# SounDrive Elevated Fidelity Series RCA Review



## Beckerson1 (Jul 3, 2012)

I've been talking with Joe who is one of the owners of SounDrive out of Tennessee. Joe has provided Custom and set RCA's for people for some time now with his High Fidelity RCA line which uses high quality Quadstar microphone cabling. 

Recently Joe has come out with a budget RCA line which uses a cheaper line of wire over the Quadstar but is still of very high quality. The cable still has great shielding, which are actually grounded on both ends of the RCA run. Why do I say this? Some manufactures may claim there RCA's are shielded but may only connect one end which can cause grounding issues. Some may not even connect the shielding at all. I can't say if this is a true claim and this is not the purpose of this thread. When connecting the shielding correctly this allows proper grounding between the RCA's components and eliminates noise between them. This line will still use the high quality ends the High Fidelity RCA line uses.

Here is some specs on the cable themselves:


22 AWG (total), 28 Strand copper conductors (x2)
1.4 mm Polyethylene insulation on each conductor
Bare copper spiral shield for maximum flexibility
6.0 mm Black PVC jacket

Some resistance testing done by Joe himself on the spool

On a 100 foot spool; the shield measured 0.8ohms/100' and the conductor was 0.9 ohms/100'

For 17' cables he measured 0.1ohm/17'

Here is the testing he did on my cables:










I will be done resistance testing on my own here. I will post that information later.

According to Joe this NEW budget line will:

"Map will be around $40 for a 17 foot set, with a 3 year warranty against any failure. (Yes that includes cutting the cable in two) Just pay to/from shipping. We will always be happy to repair cables even after the warranty ends, but the buyer is asked to cover the parts (plugs, etc.)

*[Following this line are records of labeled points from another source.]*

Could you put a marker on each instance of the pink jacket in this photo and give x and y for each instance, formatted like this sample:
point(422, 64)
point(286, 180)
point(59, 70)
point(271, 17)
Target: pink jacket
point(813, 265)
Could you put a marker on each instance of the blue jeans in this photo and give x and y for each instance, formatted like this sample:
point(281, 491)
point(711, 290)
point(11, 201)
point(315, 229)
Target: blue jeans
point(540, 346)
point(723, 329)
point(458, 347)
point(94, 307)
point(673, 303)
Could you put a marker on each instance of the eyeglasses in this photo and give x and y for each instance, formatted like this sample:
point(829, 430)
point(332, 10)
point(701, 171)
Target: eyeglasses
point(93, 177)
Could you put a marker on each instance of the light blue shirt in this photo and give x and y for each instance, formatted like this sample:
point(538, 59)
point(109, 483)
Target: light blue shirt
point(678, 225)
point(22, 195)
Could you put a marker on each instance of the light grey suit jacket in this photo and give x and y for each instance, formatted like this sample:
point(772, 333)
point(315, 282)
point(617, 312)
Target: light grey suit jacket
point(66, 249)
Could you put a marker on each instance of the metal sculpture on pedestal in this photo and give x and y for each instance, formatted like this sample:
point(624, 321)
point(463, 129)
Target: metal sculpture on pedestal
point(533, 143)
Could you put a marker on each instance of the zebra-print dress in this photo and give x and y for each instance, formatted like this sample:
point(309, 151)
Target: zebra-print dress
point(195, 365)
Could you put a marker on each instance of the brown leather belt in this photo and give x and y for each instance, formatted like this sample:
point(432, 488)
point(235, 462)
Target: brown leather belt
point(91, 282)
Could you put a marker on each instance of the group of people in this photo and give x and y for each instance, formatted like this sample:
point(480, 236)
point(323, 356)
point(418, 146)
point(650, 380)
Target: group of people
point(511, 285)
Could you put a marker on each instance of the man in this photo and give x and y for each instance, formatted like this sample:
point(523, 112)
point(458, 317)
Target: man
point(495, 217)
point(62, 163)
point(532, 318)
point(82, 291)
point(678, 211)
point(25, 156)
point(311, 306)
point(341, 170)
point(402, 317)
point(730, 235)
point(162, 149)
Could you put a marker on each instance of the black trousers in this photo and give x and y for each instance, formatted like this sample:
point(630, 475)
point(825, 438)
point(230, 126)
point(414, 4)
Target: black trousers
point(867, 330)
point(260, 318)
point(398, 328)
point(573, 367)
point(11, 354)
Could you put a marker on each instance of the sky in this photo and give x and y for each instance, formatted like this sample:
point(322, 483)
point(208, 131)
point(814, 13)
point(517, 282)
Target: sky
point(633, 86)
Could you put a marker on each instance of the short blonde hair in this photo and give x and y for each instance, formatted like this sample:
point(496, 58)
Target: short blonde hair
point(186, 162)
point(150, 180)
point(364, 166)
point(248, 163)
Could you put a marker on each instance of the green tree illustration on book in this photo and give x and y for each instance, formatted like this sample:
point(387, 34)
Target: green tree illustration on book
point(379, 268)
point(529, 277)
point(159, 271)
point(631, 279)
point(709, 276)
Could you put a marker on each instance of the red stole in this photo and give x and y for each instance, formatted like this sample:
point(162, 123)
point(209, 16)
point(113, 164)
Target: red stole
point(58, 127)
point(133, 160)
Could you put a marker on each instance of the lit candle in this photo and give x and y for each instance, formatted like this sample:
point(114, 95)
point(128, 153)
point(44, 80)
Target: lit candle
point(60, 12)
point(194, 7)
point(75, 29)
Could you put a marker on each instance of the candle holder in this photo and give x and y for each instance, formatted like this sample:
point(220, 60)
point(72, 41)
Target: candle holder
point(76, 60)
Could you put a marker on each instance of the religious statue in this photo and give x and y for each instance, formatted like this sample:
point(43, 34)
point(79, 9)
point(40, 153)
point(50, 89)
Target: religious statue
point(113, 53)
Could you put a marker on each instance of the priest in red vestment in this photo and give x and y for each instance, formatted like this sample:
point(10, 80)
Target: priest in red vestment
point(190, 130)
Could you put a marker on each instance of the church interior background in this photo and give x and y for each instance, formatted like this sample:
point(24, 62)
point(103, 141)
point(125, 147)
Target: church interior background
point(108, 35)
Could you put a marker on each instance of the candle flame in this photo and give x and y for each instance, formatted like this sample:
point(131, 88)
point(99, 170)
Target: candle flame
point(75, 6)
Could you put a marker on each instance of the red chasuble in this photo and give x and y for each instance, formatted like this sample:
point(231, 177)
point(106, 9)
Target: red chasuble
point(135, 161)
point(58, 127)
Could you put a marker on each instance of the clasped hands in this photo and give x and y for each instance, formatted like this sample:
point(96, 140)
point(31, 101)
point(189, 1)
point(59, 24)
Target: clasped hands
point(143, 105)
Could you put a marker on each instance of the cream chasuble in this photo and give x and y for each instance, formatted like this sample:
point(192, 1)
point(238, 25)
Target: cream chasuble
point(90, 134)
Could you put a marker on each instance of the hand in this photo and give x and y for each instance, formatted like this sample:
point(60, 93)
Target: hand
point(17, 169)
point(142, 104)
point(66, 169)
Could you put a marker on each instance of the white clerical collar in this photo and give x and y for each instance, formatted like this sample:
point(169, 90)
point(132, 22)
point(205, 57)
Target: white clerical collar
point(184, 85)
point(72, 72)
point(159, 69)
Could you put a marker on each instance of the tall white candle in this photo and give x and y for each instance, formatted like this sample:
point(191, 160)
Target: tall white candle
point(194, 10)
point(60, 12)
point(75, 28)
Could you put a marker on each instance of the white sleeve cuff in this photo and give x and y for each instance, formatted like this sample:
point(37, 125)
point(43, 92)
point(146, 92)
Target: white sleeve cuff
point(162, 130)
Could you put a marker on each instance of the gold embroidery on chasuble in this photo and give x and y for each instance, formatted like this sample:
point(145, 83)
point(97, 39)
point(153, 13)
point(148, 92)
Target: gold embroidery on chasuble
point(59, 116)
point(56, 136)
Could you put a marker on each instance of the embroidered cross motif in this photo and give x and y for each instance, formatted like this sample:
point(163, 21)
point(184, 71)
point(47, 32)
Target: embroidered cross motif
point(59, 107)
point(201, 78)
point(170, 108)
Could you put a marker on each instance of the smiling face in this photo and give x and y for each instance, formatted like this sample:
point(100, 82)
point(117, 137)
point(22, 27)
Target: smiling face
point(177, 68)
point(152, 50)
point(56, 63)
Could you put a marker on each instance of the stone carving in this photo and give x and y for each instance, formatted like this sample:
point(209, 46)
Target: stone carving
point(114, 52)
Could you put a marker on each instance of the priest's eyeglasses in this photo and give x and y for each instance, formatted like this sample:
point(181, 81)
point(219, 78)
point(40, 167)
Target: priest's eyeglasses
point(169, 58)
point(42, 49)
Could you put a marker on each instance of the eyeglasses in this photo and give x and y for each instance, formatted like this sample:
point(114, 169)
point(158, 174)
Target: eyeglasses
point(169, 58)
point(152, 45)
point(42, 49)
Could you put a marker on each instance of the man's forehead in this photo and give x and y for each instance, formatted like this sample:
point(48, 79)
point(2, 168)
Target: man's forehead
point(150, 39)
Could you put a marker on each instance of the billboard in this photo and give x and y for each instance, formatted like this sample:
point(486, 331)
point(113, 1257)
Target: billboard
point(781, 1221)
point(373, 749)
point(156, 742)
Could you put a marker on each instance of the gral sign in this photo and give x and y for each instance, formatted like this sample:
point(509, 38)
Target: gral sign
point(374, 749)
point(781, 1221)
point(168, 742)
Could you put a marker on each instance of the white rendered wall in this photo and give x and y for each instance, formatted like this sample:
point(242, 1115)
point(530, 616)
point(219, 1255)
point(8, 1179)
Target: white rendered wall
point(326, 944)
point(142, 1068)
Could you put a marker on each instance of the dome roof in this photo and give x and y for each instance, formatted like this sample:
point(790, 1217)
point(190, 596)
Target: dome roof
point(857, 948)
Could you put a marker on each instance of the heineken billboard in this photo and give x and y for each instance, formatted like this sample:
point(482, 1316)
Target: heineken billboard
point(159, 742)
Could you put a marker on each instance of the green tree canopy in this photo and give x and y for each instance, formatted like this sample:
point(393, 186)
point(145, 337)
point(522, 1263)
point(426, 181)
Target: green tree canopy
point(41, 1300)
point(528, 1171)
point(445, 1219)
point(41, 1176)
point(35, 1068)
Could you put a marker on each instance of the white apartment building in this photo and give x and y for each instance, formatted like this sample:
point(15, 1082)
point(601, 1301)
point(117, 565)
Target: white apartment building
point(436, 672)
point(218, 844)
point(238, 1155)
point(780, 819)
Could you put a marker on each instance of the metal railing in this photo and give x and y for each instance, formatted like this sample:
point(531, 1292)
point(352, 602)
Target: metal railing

And we will have a new pricing structure for people ordering multiple channels."


Here are some of the option you can choose from when ordering from SounDrive:

Plug accent color: 6 different colors to choose from (plugs will be black background) 

They do have wrapping option (techflex) and ATM they don't have boots available for this new line due to the size of the wire itself.

Here is the link to their facebook page. This new line will only come in black as far as the cable goes. 

https://www.facebook.com/SounDriveUSA


Alright enough of that and onto what you came here for. I've been working on my layout in the trunk for some time and wee all know RCA's are usually either to long or not long enough and multiples are needed. We all know this can be a MAJOR pain to make things look clean. So I resorted to custom RCA's. Originally I was looking at doing these myself on my own time. Well with work and everything going on I just didn't have the time to do it myself. So I ran across Joe over on DIYMA and noticed he does custom RCA work so I contacted him and almost immediately he got back with me with a quote and every possible combo I could go with. I will tell you this there is a lot. 

I won't lie the initial price of the HIFI line set me back as it was a lot. I'm sure its was worth it but man for RCA's it was a lot. He then mentioned he is coming in with a budget line and the price was right. 

I asked him to build me 3 sets at slightly different lengths and he got right on it. Shipped next day as well. Joe has been a blast to talk to as he isn't afraid to tell you why his product is better and can go into every detail about it. Awesome dude. Plan to do more business with him in the future as well.

Alright here are some pics for those that make it this far:










I can tell you right now the feel of these cables is awesome. These are beefy and VERY flexible. You have to try HARD to pinch these along the run as you could run them about anywhere. Even around tight corners. 

I'm talking flexibility of say KnuKoncepts power wire here. I could tie a knot in these and just get my pinky finger through the opening. I don't have the smallest of finger but they are not huge either.










The end connectors are very solid and of great quality. Very durable and have some weight to them. 










Didn't have the right lens on the camera for this but if you are able to see there are two clips that grip onto the RCA female posts to make a solid connection. 










As you open the connector up you will notice the care that went into putting these together. There is no slop within the connector here. You can't really see it here but there is a plastic shielding piece that when screwed onto the connector bits into the cable to provide a stress reliever for the cable. It eliminates any stress on the solder connections. I will tell you this. Joe uses ONLY Silver solder for this connection. He seeks the purest of signal transfer here.











My overall consensus:

These things look amazing. I love the fact that I could run these just about anyway I want without worrying to much about kinking the cable due to its thick jacket. I *HIGHLY* recommend these RCA's and I plan to buy some more variations in the future here. 

Overall: 

10/10

Durability:
-/10

Quality:

-/10




*Please note some of the above I have not rated due to the fact I just got these and haven't been able to listen to my system with them in. 

I will be posting more details about these through out the next few days as I am able to do more tests and critical listening.

I am not saying these RCA's will cure the worst of the worst noise and I am not claiming adding these will result in sound altering change. I consider the argument between the differences between RCA's similar to the argument between amps. Your better off changing components (such as speakers) if you want to alter sound. I bought these because the price was right and the quality craftsmanship that goes into making these.*


----------



## WestCo (Aug 19, 2012)

Thank you very much sir!

They should give you a lifetime of use and if for any reason they fail; we will always repair our cables. 

We just got some test results using an SMD meter. The meter measures the impedance through the central conductor and then back through the shield at different frequencies.



















So after testing a set of 17 foot cables (both channels) we calculated the average impedance to be 0.00787 ohm/foot for the shield and the conductor; since the first test showed them to be about the same. 

Thank you again!


----------



## Beckerson1 (Jul 3, 2012)

WestCo said:


> Thank you very much sir!
> 
> They should give you a lifetime of use and if for any reason they fail; we will always repair our cables.
> 
> ...


Awesome. Thanks


----------